Edmund Blacket - Influence

Influence

Blacket's architectural practice was to be one of the most influential in Australia's history. His first articled pupil was William Kemp whose apprenticeship was interrupted when Blacket became Colonial Architect. During the 1860s, Blacket's son Owen began training, followed by Cyril in 1872 and the older son, Arthur, who worked in the "Blacket and Sons" business in the 1880s.

In 1880, Cyril travelled to England where he took his examination at the Royal Institute of British Architects, returning to Australia to put up his plate as "Cyril Blacket A.R.I.B.A.". In 1903, he was elected president of the New South Wales Institute of Architects. After Edmund's death, Cyril and Arthur worked for a time as "Blacket Brothers", the most famous building of this period being the Hunter Baillie Memorial Church, (1886) which from its position on the ridge pays homage across the suburbs of Annandale and Camperdown to their father's spire of St Stephen's, Newtown, on the parallel ridge. Cyril's other well-known work is the chapter-house for St. Andrew's Cathedral. Two later Blackets, Cyril's son Pendril and Harold Wilfred Blacket were to follow the family tradition as architects.

During the 1850s, Blacket employed James Barnet, who had emigrated from Scotland, having studied architecture under C.J. Richardson. He worked for Blacket as Clerk of Works for Sydney University, and it has been suggested that the massive hammer-beam roof of the Great Hall may have been his design. Barnet was to become the most successful of the Colonial Architects, with many of his public buildings still serving their original purposes.

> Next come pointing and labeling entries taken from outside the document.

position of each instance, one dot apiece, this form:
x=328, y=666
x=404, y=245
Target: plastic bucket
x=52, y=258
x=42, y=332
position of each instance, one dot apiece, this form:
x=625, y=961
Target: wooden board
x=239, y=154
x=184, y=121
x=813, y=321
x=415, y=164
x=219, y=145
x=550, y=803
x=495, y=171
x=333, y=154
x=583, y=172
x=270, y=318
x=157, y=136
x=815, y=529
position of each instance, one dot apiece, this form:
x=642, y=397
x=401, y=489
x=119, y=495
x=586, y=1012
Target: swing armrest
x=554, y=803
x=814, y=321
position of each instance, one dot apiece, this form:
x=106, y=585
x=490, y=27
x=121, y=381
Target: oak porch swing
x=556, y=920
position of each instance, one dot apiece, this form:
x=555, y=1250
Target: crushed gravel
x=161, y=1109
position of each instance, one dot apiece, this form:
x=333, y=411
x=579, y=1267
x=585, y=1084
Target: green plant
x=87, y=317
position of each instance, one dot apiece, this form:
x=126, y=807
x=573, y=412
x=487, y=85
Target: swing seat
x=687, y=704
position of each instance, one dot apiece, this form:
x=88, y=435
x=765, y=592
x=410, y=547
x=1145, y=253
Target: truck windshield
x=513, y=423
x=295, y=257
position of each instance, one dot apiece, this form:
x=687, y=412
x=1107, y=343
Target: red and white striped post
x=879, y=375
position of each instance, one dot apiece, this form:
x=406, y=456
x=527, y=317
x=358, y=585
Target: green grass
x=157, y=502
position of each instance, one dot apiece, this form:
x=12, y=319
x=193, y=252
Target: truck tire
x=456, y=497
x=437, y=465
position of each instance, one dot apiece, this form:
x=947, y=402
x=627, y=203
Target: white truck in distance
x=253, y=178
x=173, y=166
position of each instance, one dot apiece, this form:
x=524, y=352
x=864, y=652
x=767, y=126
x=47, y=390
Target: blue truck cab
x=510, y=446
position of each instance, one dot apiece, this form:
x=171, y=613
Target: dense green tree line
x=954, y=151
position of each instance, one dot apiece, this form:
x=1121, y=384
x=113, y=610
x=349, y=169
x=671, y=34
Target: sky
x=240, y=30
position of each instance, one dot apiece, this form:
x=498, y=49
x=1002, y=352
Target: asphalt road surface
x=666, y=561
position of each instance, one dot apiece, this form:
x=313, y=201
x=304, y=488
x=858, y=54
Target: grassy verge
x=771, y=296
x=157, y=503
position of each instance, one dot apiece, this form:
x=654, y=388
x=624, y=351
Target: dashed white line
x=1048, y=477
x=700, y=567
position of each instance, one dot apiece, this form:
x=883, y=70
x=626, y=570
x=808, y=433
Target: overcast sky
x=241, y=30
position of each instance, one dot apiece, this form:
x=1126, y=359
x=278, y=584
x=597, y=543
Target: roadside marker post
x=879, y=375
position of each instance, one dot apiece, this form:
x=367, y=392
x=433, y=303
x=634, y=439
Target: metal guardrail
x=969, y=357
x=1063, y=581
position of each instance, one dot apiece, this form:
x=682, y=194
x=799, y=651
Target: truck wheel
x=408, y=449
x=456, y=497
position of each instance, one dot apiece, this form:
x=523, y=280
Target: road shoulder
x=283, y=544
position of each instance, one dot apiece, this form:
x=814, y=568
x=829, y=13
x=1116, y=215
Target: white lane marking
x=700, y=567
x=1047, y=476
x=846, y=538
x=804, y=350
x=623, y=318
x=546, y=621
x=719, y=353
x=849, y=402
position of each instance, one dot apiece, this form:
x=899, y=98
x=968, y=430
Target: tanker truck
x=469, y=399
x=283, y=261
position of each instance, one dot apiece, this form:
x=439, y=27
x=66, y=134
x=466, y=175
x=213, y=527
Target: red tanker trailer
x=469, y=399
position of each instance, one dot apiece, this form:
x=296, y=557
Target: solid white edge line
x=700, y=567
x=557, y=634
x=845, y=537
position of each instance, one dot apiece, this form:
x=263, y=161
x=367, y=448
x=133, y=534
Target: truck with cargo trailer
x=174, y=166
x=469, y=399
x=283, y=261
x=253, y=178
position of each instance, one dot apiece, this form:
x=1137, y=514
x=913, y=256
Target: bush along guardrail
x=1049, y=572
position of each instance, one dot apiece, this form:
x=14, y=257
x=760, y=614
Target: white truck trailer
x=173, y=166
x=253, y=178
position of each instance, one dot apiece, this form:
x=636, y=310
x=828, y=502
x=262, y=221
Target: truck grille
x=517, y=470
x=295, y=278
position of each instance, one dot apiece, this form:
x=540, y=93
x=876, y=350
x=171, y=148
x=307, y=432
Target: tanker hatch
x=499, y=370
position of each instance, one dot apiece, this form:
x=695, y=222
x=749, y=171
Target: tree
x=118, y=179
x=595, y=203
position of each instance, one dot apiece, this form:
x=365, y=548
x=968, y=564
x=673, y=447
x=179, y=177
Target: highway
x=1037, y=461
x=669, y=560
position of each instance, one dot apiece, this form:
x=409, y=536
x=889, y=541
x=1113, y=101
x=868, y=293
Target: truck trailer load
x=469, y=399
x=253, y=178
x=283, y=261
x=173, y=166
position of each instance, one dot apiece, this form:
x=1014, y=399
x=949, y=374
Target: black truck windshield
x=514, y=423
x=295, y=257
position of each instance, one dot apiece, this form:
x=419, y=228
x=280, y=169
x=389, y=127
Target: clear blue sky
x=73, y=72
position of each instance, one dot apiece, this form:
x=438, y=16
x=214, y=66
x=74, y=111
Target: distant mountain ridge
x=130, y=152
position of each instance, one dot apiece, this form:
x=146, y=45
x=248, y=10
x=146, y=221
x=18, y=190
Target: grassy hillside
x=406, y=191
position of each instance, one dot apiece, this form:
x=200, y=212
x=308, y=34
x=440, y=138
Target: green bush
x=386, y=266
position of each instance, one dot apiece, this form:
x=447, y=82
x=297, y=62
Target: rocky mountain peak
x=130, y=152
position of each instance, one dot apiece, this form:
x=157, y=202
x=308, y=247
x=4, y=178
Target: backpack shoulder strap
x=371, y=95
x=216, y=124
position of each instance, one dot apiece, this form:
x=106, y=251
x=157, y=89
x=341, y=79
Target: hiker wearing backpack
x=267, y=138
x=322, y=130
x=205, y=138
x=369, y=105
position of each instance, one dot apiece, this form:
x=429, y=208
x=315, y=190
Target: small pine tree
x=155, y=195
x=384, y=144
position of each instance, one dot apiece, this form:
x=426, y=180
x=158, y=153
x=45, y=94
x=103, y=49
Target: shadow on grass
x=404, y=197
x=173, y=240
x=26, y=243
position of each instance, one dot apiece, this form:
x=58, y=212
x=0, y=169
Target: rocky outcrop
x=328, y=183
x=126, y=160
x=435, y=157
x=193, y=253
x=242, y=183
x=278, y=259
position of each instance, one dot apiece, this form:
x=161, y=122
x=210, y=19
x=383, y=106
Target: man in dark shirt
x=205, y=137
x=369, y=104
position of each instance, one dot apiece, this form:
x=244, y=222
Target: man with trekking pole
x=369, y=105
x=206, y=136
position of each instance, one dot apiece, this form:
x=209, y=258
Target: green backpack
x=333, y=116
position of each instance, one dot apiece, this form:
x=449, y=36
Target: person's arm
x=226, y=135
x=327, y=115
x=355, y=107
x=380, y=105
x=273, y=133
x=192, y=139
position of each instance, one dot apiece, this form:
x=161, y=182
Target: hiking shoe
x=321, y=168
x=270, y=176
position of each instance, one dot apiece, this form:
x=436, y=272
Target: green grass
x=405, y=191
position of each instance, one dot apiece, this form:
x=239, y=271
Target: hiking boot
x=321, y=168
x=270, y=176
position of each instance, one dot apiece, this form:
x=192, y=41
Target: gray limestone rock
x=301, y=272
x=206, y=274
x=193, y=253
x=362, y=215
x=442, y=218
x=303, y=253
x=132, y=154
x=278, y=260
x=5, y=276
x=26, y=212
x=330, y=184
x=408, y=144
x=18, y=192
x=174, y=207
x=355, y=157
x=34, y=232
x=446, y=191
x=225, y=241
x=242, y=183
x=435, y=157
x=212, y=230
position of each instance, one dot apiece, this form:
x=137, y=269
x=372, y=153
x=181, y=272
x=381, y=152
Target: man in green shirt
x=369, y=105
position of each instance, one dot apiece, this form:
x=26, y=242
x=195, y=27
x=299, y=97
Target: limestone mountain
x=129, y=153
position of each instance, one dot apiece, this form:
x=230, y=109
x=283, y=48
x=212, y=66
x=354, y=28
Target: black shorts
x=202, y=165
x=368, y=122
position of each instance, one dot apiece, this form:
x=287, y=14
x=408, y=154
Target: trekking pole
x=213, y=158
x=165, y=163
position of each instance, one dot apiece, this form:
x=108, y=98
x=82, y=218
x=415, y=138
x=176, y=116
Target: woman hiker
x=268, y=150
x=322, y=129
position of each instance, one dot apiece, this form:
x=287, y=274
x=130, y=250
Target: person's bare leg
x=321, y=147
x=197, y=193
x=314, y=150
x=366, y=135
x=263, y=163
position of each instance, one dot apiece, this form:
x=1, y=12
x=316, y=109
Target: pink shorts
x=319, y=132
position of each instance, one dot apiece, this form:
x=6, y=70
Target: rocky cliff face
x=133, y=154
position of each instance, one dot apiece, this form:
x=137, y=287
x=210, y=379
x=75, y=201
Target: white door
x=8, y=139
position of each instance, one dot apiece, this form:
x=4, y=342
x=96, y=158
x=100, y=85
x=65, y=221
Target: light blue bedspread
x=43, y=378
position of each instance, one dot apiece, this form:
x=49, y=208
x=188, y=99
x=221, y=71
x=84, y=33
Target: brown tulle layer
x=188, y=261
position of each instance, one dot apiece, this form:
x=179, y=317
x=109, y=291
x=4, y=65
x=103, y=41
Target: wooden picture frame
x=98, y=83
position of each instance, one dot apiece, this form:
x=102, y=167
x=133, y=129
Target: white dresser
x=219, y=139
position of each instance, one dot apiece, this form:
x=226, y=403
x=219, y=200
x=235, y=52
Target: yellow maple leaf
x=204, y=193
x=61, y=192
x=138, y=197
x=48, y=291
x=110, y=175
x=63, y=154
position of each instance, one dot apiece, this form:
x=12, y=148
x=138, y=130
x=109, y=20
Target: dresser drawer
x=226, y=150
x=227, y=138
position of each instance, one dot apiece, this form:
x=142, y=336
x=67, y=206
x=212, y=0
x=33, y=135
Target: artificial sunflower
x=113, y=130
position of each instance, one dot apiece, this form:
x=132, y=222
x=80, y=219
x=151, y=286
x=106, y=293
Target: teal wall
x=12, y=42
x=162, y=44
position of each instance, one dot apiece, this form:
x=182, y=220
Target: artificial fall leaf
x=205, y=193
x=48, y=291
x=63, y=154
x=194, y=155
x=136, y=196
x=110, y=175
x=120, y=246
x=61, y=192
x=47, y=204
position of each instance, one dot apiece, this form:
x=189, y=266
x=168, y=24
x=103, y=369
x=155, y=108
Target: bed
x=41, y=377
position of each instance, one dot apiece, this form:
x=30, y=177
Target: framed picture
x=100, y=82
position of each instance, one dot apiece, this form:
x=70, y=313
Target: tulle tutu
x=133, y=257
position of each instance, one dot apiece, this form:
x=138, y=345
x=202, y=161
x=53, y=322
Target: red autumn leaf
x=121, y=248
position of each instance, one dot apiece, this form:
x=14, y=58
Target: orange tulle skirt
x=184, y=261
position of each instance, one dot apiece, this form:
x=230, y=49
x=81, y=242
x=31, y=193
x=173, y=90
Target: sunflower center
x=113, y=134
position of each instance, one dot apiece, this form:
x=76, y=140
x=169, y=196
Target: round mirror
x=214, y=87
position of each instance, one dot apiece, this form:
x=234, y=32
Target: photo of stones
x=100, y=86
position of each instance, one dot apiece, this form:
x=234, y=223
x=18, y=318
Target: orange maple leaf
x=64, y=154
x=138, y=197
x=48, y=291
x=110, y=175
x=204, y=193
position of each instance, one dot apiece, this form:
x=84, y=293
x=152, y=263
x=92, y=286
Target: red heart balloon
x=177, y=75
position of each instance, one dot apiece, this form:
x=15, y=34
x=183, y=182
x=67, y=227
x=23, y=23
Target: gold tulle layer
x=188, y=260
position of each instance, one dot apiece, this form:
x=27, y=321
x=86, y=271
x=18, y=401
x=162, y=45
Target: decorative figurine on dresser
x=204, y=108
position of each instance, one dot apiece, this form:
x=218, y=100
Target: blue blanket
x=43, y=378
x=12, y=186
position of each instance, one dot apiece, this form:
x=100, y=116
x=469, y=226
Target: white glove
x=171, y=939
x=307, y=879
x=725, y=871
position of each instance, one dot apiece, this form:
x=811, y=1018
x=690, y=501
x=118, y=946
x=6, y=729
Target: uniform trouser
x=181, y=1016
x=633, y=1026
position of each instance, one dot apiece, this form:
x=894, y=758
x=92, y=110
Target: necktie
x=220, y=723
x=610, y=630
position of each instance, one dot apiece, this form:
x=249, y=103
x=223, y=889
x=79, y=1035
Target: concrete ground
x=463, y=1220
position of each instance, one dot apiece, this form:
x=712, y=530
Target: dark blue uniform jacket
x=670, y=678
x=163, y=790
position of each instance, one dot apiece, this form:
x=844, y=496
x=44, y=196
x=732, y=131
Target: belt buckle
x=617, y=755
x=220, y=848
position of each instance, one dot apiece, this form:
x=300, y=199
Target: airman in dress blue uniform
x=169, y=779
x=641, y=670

Of all the architects associated with Blacket, the one who would become most famous was John Horbury Hunt, who worked with him from 1863 to 1868. It was at this time, that Blacket's architecture developed bolder forms, based upon Norman, Transitional and Early French Gothic architecture, rather than the more refined Gothic. This is particularly noticeable in the presence of simple round windows divided by four circles of tracery in the gables of several churches of this time. Blacket permitted his staff to enter competitions, and it was while at Blacket's office that Horbury Hunt won the commission for Newcastle Cathedral, to be executed in his preferred material of brick. The brick church at Tumut, consecrated in 1873, is ascribed to Blacket, but appears to owe much to Hunt. Hunt, who lived most of his early life in North America, had previously worked under Edward Clarke Cabot. One of innovations that he introduced to Australian architecture while working for Blacket was the saw-tooth roof for industrial building, which was employed at Mort's Woolstore. Hunt appears to have been influenced by the Arts and Crafts Movement, particularly Philip Webb, and ultimately he created buildings of great originality such as the Anglican Cathedrals of Cathedrals of Grafton and Armidale.